Automation is now “embedded into facility design,” Villatoro says. She and her colleagues are exploring a range of solutions—including AMRs, robotics, and sortation systems—as well as emerging technologies, like autonomous vehicles and software that can better integrate AI into cameras and scanning devices to enhance visibility.

“The beauty of this space is that it continues to evolve,” she says.

Warehouse Automation: Short-Term Pain, Long-Term Gain

The global warehouse automation market was valued at $36 billion in 2021 and forecast to grow to $77 billion by 2027, according to the fourth edition of Interact Analysis’ Warehouse Automation Report.

In 2022, the industry experienced a series of shocks that resulted in a slight decline in orders. However, in the mid- to long-term, Interact Analysis predicts a return to healthy growth between 2021 and 2027.

Four major factors impact the warehouse automation market in the short term: the Ukraine-Russia war, lower investment by Amazon, changes to commodity prices, and rising inflation rates.

The war in Ukraine is having a negative impact on all of Europe, but in particular durable manufacturing in Eastern Europe. Investments in warehouse automation from manufacturing facilities in Eastern Europe have seen an uptick in recent years, especially with the trend toward near-shoring. Many companies, however, have reportedly postponed their investments as a result of the ongoing conflict.

Europe invested heavily in automation in the wake of the pandemic and subsequent labor shortages. But since the war in Ukraine, this trend has started to slow in some parts of the continent. In the long term out to 2027, however, growth is still expected to remain high for the warehouse automation market.
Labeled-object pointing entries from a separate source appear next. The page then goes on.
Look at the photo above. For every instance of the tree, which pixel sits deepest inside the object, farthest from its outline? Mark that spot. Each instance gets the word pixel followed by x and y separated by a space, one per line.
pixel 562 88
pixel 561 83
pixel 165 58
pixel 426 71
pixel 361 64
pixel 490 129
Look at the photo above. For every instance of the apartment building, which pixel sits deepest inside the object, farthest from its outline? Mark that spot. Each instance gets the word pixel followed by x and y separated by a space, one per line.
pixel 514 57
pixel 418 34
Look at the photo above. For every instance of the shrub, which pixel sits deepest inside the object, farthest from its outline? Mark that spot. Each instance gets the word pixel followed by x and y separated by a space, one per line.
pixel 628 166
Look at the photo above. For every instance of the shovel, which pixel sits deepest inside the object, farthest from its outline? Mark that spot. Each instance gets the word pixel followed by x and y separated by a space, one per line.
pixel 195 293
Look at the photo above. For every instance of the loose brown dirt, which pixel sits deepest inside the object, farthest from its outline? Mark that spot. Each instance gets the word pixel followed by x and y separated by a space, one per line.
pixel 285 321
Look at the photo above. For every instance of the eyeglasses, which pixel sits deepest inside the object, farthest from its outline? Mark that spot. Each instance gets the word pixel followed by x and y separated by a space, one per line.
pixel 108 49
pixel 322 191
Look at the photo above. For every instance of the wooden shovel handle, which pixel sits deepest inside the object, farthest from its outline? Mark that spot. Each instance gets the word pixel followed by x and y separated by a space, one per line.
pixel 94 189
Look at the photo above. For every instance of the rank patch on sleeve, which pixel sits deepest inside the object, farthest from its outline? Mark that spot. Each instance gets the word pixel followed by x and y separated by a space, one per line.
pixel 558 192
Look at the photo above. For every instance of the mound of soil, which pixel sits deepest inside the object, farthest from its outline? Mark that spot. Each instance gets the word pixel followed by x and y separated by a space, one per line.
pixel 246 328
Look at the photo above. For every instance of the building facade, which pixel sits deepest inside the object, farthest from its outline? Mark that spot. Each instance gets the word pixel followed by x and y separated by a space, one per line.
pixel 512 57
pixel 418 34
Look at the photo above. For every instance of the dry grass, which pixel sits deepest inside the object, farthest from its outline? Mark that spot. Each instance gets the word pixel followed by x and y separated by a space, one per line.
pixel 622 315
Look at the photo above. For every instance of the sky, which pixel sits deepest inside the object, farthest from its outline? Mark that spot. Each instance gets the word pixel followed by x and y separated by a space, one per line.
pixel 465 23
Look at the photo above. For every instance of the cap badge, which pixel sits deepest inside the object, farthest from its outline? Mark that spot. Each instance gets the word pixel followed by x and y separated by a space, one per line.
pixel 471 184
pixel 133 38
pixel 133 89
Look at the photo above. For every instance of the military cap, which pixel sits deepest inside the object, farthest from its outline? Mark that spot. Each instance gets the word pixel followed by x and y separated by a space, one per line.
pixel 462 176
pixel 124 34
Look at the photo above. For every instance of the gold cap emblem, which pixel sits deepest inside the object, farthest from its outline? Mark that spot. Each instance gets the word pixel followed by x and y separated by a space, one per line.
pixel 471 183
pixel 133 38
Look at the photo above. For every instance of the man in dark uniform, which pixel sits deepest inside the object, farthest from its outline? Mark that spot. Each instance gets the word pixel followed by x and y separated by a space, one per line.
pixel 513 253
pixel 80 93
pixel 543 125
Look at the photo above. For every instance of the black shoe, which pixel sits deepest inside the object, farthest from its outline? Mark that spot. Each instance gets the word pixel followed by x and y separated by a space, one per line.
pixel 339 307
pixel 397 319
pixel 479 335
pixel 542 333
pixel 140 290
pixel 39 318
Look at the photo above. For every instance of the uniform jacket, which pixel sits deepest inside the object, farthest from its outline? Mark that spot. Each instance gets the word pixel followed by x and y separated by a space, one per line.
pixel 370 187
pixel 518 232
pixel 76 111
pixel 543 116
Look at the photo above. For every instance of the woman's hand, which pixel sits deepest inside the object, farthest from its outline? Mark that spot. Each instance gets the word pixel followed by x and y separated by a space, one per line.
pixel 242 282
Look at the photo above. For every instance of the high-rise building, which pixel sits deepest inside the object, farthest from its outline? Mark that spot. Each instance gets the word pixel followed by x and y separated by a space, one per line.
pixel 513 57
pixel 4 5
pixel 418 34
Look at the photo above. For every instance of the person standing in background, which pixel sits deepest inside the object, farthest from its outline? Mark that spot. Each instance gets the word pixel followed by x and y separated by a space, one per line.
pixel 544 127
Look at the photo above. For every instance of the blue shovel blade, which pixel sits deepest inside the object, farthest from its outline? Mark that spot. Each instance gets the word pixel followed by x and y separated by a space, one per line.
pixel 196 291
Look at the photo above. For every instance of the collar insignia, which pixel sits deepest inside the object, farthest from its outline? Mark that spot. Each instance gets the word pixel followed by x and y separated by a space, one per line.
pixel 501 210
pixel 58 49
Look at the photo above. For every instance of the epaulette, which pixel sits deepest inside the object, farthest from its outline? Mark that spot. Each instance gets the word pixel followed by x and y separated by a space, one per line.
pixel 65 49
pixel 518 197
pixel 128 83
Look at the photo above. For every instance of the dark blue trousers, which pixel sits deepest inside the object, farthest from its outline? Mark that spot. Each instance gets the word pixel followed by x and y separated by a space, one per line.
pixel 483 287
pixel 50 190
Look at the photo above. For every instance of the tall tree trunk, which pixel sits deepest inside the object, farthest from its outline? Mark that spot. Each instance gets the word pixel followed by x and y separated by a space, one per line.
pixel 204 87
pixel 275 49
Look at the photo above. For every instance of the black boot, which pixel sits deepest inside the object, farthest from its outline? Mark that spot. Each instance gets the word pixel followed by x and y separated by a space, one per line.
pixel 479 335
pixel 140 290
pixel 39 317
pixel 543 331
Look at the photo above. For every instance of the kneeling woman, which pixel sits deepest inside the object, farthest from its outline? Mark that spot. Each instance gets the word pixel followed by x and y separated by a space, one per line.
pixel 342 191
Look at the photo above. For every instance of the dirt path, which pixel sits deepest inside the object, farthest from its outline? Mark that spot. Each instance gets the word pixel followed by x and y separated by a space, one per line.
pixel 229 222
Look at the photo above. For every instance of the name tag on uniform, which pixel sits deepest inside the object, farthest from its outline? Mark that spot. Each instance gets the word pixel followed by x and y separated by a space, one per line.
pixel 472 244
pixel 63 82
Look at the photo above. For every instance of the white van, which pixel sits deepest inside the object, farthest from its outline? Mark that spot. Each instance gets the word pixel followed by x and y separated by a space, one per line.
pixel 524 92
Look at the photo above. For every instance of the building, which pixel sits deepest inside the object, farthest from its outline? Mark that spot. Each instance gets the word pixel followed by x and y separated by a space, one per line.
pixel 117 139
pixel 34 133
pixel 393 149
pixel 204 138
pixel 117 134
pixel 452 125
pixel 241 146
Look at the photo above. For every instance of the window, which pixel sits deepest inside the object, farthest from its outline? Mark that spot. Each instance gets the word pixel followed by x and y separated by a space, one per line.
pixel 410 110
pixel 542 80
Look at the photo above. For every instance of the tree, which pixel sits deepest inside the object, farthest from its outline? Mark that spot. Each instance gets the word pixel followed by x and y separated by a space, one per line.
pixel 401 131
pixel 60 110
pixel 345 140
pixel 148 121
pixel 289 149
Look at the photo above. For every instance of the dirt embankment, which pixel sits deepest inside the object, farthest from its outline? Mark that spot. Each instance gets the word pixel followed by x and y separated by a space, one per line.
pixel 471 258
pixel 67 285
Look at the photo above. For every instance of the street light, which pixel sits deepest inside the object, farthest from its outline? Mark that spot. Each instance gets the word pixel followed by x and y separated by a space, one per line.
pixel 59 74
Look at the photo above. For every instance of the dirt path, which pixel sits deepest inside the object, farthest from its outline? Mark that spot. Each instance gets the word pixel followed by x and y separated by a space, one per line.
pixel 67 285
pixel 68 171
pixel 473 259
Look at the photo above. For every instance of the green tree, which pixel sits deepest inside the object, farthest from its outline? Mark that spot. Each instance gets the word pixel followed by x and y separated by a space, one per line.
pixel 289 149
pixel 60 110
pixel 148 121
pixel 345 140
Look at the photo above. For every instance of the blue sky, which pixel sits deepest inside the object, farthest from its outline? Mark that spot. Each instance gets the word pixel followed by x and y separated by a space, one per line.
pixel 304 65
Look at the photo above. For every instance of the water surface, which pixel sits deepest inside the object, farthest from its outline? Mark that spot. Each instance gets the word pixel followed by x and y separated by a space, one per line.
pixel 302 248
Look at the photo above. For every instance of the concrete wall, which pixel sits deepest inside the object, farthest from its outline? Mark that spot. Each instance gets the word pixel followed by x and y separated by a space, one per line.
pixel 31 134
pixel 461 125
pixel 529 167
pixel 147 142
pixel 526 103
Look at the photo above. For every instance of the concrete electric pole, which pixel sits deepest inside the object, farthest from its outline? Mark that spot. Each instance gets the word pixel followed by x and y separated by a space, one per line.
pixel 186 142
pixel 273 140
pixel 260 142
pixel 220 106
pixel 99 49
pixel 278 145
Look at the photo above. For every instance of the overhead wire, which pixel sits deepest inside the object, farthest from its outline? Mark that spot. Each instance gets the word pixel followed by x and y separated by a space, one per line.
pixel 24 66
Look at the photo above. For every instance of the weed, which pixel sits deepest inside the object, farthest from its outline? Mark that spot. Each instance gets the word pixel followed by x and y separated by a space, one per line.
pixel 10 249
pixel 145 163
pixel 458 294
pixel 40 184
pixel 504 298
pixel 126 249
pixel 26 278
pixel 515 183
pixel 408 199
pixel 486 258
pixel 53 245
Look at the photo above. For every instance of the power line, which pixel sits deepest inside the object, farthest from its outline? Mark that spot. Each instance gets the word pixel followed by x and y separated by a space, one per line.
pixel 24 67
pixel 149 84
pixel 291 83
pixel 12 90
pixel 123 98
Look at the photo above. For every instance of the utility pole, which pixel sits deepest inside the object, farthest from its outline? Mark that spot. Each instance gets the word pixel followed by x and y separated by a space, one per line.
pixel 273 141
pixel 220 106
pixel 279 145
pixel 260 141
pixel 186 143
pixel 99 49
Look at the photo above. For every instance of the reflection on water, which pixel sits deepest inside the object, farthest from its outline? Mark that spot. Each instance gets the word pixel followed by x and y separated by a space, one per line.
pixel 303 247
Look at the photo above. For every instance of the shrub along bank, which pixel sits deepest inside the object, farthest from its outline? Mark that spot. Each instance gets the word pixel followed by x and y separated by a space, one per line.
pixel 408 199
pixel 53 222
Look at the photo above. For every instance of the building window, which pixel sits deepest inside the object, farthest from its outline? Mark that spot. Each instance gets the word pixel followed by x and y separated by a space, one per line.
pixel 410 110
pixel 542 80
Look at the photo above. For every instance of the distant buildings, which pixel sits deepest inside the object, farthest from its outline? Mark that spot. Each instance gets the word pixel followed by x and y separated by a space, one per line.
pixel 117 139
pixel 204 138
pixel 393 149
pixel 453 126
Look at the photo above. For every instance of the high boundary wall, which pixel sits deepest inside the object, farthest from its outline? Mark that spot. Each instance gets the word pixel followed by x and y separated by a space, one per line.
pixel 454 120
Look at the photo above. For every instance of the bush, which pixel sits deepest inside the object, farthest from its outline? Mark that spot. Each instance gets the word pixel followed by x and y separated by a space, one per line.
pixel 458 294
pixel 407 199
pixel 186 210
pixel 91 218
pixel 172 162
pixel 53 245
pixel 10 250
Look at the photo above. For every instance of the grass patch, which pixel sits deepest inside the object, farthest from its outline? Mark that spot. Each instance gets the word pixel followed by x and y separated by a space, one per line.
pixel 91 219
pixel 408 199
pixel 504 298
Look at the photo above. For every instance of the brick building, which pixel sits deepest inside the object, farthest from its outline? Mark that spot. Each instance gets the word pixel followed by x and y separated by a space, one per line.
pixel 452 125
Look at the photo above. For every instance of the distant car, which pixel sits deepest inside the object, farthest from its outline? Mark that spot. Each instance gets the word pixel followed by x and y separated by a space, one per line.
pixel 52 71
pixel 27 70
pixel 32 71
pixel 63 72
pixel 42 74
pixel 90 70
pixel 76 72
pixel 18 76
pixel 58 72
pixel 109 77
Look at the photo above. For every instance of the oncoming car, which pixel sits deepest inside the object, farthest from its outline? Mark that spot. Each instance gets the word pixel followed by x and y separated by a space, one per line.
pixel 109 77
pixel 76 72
The conflict has also indirectly influenced rising interest rates and inflation. As consumer spending slows, retailers will likely tighten their purse strings and potentially postpone large-scale automation projects until the economy is more stable.

Amazon is also having a negative impact on the market after announcing a slowdown in its fulfillment center expansion, which directly impacts the company’s warehouse automation spending activity. Amazon’s spending on automation projects dropped by 30% in 2022, and will fall 20% in 2023. Given how much of the market Amazon drives, a slowdown in its investments reduces overall revenue growth.